By Rafael Santa Maria (PO ’20)
A grisly capital murder case might determine the constitutionality of the insanity defense. In 2009, James Kraig Kahler shot and killed his wife, his mother-in-law, and his own two daughters in Burlingame, Kansas. After being found guilty and facing a capital murder conviction, Kahler appealed to the Kansas Supreme Court in an attempt to overturn his death sentence. In doing so, the defense claimed that Kahler’s severe depression, seemingly caused by his wife’s extramarital affair and estrangement from his family, impaired Kahler’s judgment and caused him to lose control of his actions. Nevertheless, the Kansas Supreme Court affirmed the trial court’s capital conviction. Kahler then petitioned for a writ of certiorari, bringing the future of the insanity defense to the national stage.
Although the insanity plea is very seldom used in US criminal cases, the pending Kahler v. Kansas case nonetheless presents interesting constitutional questions. In pleading for Kahler’s innocence, the Kahler defense argued that the Kansas courts violated his Fourteenth Amendment right to due process and his Eighth Amendment right to freedom from cruel and unusual punishment. They argued that, since Kansas does not recognize severe mental illness as a defense to criminal action, Kahler was not allowed to provide evidence that his mental illness caused him to lose control and thus was not given proper due process. Furthermore, the defense claimed that punishing Kahler would be cruel and unusual since his mental illness, as opposed to Kahler himself, bore the moral culpability of the crime.

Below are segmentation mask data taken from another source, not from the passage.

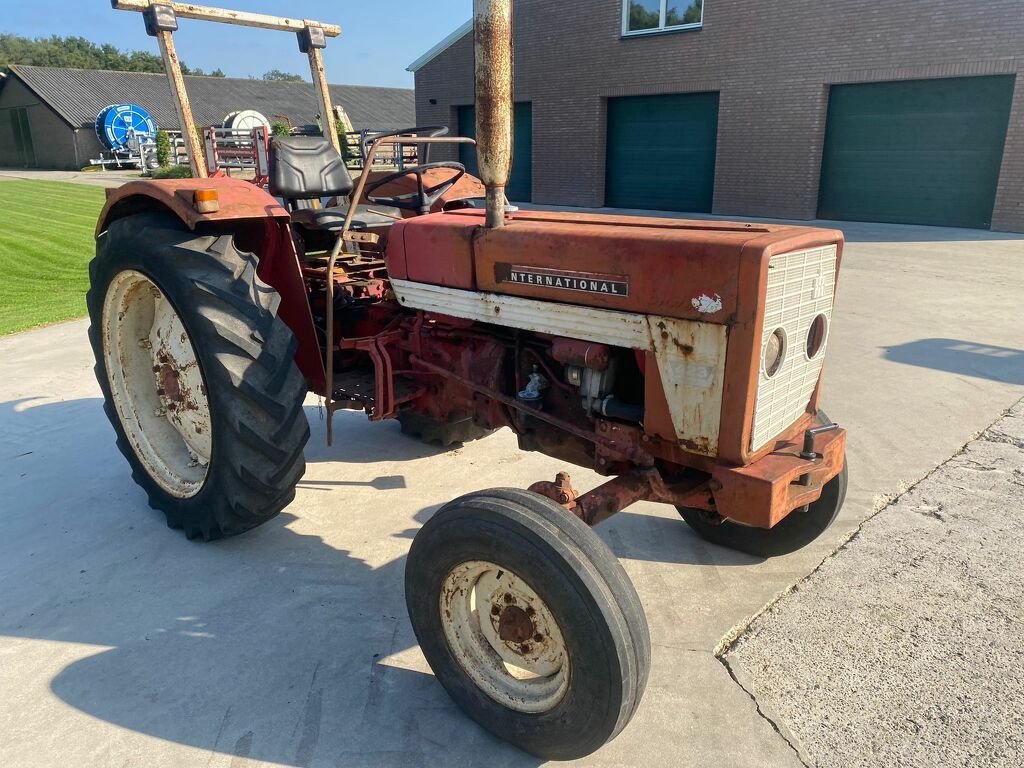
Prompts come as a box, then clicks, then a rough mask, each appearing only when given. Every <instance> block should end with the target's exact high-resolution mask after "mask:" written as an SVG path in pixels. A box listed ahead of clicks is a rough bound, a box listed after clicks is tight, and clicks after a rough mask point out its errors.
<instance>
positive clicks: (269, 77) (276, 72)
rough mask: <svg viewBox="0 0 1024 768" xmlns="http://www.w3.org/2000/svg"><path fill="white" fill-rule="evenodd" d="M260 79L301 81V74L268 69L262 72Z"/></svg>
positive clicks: (301, 79)
mask: <svg viewBox="0 0 1024 768" xmlns="http://www.w3.org/2000/svg"><path fill="white" fill-rule="evenodd" d="M261 80H276V81H280V82H285V83H301V82H303V79H302V76H301V75H293V74H292V73H290V72H282V71H281V70H270V71H269V72H264V73H263V77H262V78H261Z"/></svg>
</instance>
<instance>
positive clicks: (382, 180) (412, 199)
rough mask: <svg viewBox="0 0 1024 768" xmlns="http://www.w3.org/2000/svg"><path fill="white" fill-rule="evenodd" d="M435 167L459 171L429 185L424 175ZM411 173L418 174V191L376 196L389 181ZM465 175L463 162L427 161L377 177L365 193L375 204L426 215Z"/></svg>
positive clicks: (367, 199) (368, 197)
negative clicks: (430, 162)
mask: <svg viewBox="0 0 1024 768" xmlns="http://www.w3.org/2000/svg"><path fill="white" fill-rule="evenodd" d="M435 168H447V169H450V170H453V171H457V173H455V174H454V175H453V176H451V177H450V178H447V179H445V180H444V181H441V182H440V183H439V184H434V185H432V186H428V185H427V183H426V181H425V180H424V178H423V176H424V174H425V173H426V172H427V171H430V170H433V169H435ZM410 175H414V176H416V191H414V193H407V194H406V195H396V196H394V197H391V198H378V197H375V196H374V191H376V190H377V189H380V188H381V187H382V186H387V185H388V184H389V183H391V182H393V181H397V180H398V179H400V178H403V177H406V176H410ZM465 175H466V166H464V165H463V164H462V163H453V162H445V163H427V164H426V165H418V166H414V167H413V168H407V169H406V170H403V171H396V172H395V173H389V174H388V175H387V176H385V177H384V178H381V179H377V180H376V181H374V182H372V183H371V184H370V185H369V186H367V190H366V193H364V195H365V197H366V199H367V200H368V201H369V202H371V203H373V204H375V205H380V206H391V207H392V208H400V209H401V210H404V211H417V212H418V213H420V214H422V215H425V214H428V213H430V209H431V208H433V205H434V203H436V202H437V201H438V200H439V199H440V197H441V196H442V195H443V194H444V193H446V191H447V190H449V189H451V188H452V187H453V186H455V185H456V183H457V182H458V181H459V179H461V178H462V177H463V176H465Z"/></svg>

By framing the issue of the insanity defense in these terms, Kahler v. Kansas may provide a definitive answer to whether “the Constitution mandates an insanity defense,” a question that the Supreme Court avoided in Clark v. Arizona, a previous case involving a similar issue. In said case, the Supreme Court affirmed the Arizona Court of Appeals decision to convict Eric Michael Clark, a man suffering from paranoid schizophrenia, since Clark could reasonably distinguish between morally right or wrong actions. Still, the Supreme Court remained ambiguous regarding the constitutionality of the insanity defense and instead left the issue largely up to the state courts. Justice Souter’s decision reflected this equivocality, stating: “We have never held that the Constitution mandates an insanity defense, nor have we held that the Constitution does not so require.”
Without a definitive stance on the insanity defense from the Supreme Court, state high courts differ significantly on whether or not the insanity defense is constitutionally required. In Kahler’s petition to the Supreme Court, the petitioners highlight these wide disagreements and use them to argue for a writ of certiorari. Notably, the petition points out that while Nevada, California, Louisiana, Washington, Mississippi, Colorado and Minnesota condemn criminal convictions of defendants who are mentally unable to understand or control their actions, Alaska, Idaho, Kansas, Montana and Utah explicitly deny that due process requires states to recognize an insanity defense. Moreover, the petitioners stress that these states overwhelmingly tend to reaffirm their previous rulings, further entrenching insanity defense inconsistencies.
Of course, the Kahler petition unabashedly advocates for the Supreme Court to rule that the insanity defense is a constitutionally mandated aspect of the criminal legal system. Throughout the petition brief, the petitioners decry the Kansas Supreme Court’s decision and Kansas policy on the insanity defense in general, presenting the need for a constitutionally-mandated insanity defense as the culmination of hundreds of years of English common law principles and precedents.
Regardless of the petitioners’ bias, the brief draws attention to how the constant prevalence of mental illness ensures that there will always be at least some cases in which the culpability of the defendant cannot easily be determined. Since this issue will inevitably persist, the issue of consensus on the insanity defense will continue to boil to the surface. Therefore, even if it is not addressed and resolved in Kahler v. Kansas, the issue will likely turn up again in the future.